10. The easy way is to right-click on the wsecl link and open it in a new tab or window (or you can Edit Internet Explorer's address bar to point to the correct IP:port
11. Press the Enter key
A login dialog may appear--your login ID and password are the same as the ones you use for the ECL IDE. After you've logged in, you'll see a tree list of QuerySets on the left.
12. Click on the hthor branch
A list of all the Queries published to your hthor appears in the tree. In this case, there's only the one.
13. Click on the RoxieOverview1.1 branch
A web page containing two entry controls and a Submit button appears.
14. Type in any last name from the set of last names that were used by the code in GenData.ECL to generate the data files for this Programmer's Guide
COOLING is a good example to use. Note that, since this is an extremely simple example, you'll need to type it in ALL CAPS, otherwise the FETCH will fail to find any matching records (this is only due to the simplicity of this ECL code and not any inherent lack in the system).
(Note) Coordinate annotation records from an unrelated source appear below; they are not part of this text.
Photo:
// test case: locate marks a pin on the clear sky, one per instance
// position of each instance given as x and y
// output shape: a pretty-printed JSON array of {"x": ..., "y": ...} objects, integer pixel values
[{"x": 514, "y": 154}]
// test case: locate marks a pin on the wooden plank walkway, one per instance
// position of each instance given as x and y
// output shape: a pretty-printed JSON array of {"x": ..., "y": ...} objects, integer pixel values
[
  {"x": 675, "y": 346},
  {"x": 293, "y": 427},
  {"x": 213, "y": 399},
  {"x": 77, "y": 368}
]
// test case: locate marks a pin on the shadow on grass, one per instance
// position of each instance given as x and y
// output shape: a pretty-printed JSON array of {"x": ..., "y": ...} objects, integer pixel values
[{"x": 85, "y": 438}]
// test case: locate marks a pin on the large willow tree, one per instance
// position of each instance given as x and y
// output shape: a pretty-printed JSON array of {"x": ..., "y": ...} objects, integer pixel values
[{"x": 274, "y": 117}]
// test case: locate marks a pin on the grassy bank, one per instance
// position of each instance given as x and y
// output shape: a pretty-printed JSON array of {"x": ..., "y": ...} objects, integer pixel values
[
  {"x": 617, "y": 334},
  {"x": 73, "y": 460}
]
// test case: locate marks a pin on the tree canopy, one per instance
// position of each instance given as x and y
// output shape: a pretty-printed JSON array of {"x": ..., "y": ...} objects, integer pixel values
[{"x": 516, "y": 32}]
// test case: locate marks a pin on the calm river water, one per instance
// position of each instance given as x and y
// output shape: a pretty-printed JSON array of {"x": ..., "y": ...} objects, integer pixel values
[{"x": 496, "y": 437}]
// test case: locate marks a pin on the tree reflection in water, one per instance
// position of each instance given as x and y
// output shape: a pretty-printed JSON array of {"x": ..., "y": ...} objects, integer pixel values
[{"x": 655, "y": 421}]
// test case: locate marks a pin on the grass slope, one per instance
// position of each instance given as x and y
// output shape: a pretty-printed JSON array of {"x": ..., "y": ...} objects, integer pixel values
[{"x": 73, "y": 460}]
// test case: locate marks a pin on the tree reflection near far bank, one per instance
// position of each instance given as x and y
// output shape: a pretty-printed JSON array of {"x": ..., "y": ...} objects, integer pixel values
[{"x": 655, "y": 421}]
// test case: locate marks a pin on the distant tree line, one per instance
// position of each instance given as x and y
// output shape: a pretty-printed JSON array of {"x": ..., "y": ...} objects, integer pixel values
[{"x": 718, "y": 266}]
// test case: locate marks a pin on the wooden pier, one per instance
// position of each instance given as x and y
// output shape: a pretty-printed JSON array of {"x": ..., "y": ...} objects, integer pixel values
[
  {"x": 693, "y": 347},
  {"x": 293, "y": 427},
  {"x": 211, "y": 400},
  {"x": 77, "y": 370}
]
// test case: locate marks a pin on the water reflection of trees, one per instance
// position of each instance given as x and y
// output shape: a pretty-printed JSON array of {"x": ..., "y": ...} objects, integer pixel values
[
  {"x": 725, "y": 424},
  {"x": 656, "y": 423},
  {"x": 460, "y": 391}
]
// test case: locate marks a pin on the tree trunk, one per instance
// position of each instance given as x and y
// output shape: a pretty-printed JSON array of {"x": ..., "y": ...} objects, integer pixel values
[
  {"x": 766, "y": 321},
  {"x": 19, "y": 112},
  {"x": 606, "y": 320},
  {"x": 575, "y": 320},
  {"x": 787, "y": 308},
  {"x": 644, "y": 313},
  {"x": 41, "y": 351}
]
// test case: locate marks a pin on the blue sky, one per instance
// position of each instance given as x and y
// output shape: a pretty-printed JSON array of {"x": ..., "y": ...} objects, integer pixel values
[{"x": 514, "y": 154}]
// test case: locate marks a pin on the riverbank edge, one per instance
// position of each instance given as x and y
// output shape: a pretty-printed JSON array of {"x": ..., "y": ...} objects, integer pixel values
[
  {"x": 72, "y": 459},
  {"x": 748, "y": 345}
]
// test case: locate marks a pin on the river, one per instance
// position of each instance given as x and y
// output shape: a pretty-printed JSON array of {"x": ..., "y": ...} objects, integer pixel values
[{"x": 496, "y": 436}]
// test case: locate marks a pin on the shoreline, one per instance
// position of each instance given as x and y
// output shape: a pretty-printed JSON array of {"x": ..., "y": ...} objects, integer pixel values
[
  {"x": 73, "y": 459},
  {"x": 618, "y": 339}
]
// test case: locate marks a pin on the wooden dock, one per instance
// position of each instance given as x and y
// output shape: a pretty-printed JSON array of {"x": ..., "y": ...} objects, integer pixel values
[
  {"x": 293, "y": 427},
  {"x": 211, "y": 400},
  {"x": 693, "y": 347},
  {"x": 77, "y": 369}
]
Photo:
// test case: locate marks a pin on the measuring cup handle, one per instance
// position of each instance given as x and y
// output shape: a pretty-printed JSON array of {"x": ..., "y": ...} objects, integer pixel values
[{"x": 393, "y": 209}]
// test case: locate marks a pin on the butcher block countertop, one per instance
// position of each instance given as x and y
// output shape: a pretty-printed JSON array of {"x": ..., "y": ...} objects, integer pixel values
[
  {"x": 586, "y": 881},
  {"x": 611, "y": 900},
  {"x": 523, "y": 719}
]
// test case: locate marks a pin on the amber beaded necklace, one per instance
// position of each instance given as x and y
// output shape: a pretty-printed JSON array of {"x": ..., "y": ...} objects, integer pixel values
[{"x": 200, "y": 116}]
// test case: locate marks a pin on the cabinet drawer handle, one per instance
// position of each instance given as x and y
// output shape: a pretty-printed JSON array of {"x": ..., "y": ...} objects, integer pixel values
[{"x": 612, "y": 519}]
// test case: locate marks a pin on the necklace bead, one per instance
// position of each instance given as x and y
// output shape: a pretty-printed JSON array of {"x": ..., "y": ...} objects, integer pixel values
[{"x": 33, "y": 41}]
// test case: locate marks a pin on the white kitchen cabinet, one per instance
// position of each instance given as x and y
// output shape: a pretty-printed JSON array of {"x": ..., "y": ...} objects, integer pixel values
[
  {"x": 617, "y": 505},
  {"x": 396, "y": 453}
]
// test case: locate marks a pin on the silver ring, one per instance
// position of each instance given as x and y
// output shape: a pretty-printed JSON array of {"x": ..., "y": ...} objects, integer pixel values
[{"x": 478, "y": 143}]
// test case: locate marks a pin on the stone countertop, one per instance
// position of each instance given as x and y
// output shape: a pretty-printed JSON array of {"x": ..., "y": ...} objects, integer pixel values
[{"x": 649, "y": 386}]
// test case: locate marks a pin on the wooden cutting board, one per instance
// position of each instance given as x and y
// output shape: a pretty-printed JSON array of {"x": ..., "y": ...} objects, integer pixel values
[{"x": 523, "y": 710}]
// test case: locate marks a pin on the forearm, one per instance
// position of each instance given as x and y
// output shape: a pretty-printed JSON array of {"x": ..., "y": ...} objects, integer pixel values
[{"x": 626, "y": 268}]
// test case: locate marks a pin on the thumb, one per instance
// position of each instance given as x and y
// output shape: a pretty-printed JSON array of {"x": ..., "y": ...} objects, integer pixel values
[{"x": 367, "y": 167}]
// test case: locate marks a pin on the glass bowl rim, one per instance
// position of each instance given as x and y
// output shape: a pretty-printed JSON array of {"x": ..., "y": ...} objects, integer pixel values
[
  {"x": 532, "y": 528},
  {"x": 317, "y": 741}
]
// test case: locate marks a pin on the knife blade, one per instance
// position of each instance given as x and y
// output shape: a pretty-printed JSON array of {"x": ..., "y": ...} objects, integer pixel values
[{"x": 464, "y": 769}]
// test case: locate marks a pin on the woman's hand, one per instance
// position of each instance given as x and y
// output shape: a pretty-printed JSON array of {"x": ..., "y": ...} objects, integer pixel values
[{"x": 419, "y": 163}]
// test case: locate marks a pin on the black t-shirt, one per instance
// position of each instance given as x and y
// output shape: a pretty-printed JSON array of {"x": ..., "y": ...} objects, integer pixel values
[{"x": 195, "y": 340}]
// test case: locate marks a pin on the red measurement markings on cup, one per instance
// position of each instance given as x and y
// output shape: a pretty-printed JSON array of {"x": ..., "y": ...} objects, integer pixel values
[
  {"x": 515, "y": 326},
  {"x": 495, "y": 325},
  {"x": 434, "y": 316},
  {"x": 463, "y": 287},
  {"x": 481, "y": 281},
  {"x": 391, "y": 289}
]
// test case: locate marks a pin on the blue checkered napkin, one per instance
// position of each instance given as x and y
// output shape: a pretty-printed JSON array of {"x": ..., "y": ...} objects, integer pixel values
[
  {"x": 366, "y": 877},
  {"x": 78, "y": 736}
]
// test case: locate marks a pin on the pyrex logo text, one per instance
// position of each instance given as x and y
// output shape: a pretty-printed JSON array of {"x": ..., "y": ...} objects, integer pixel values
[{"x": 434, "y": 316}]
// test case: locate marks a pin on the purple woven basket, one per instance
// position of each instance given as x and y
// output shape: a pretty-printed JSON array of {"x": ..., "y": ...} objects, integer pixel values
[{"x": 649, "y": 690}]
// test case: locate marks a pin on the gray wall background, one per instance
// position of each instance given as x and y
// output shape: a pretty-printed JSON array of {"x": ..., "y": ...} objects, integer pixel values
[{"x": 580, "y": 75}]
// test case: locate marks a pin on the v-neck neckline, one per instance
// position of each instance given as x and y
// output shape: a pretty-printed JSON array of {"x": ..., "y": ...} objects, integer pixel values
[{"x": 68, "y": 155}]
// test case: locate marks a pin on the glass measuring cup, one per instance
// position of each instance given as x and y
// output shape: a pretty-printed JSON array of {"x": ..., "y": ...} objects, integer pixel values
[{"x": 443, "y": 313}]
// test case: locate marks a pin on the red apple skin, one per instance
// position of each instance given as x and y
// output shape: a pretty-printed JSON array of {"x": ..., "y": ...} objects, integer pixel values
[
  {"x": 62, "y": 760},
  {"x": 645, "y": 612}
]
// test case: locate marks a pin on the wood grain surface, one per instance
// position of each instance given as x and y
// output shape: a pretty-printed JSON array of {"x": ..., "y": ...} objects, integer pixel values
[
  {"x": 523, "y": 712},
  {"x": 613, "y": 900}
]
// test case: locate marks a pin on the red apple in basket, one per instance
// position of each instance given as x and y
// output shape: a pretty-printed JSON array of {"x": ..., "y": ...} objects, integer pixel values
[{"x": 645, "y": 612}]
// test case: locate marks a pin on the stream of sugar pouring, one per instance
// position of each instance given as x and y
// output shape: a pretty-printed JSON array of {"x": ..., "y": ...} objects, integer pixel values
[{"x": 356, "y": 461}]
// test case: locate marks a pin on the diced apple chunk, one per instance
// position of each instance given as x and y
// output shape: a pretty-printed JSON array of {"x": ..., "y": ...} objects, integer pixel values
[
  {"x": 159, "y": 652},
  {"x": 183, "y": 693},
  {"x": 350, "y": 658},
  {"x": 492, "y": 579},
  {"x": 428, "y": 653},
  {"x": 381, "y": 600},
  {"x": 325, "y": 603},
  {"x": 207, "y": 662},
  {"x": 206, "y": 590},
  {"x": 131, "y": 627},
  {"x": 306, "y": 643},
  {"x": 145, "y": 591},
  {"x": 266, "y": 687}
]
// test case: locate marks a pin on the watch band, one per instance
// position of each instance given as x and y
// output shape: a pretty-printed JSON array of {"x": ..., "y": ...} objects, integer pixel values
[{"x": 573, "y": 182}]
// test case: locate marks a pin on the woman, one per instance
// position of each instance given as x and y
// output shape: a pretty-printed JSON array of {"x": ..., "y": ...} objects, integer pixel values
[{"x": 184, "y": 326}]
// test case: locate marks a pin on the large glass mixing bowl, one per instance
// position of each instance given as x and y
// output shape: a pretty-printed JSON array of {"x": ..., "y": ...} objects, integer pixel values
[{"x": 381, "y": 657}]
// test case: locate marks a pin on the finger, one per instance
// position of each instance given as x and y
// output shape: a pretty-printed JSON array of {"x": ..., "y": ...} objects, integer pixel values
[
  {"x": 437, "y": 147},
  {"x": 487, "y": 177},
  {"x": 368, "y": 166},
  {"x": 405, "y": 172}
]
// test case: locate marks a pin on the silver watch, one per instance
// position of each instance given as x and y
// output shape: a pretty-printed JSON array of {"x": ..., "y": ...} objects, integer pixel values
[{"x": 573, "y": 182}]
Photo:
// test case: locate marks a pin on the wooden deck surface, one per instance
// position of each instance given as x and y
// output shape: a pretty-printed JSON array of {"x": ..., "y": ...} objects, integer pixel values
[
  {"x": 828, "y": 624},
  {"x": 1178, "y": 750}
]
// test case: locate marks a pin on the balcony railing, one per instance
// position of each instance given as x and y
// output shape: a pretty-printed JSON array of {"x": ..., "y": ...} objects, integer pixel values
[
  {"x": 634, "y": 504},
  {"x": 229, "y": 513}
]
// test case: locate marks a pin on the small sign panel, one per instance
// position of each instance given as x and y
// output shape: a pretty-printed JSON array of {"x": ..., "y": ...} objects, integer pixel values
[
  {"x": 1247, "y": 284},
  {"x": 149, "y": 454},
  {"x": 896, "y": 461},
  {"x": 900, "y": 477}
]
15. Press the Submit button
Queries are pre-compiled when you Publish, so after a second you should see an XML result with 1,000 records in it.
Once you've done enough testing on hThor to be sure the query does what you expect it to do, the only step then required is to deploy it to Roxie and test it there, too (just to be completely certain that everything operates the way it should). Once you've tested it on Roxie, you can inform the users that the query is available for their use.
The Roxie deployment process is done the same way we just did for hThor, except the Target drop list has to be set to Roxie.
Once you've deployed the query, you can test it the same way you tested it on hThor, except the new service will appear under your Roxie in the tree list.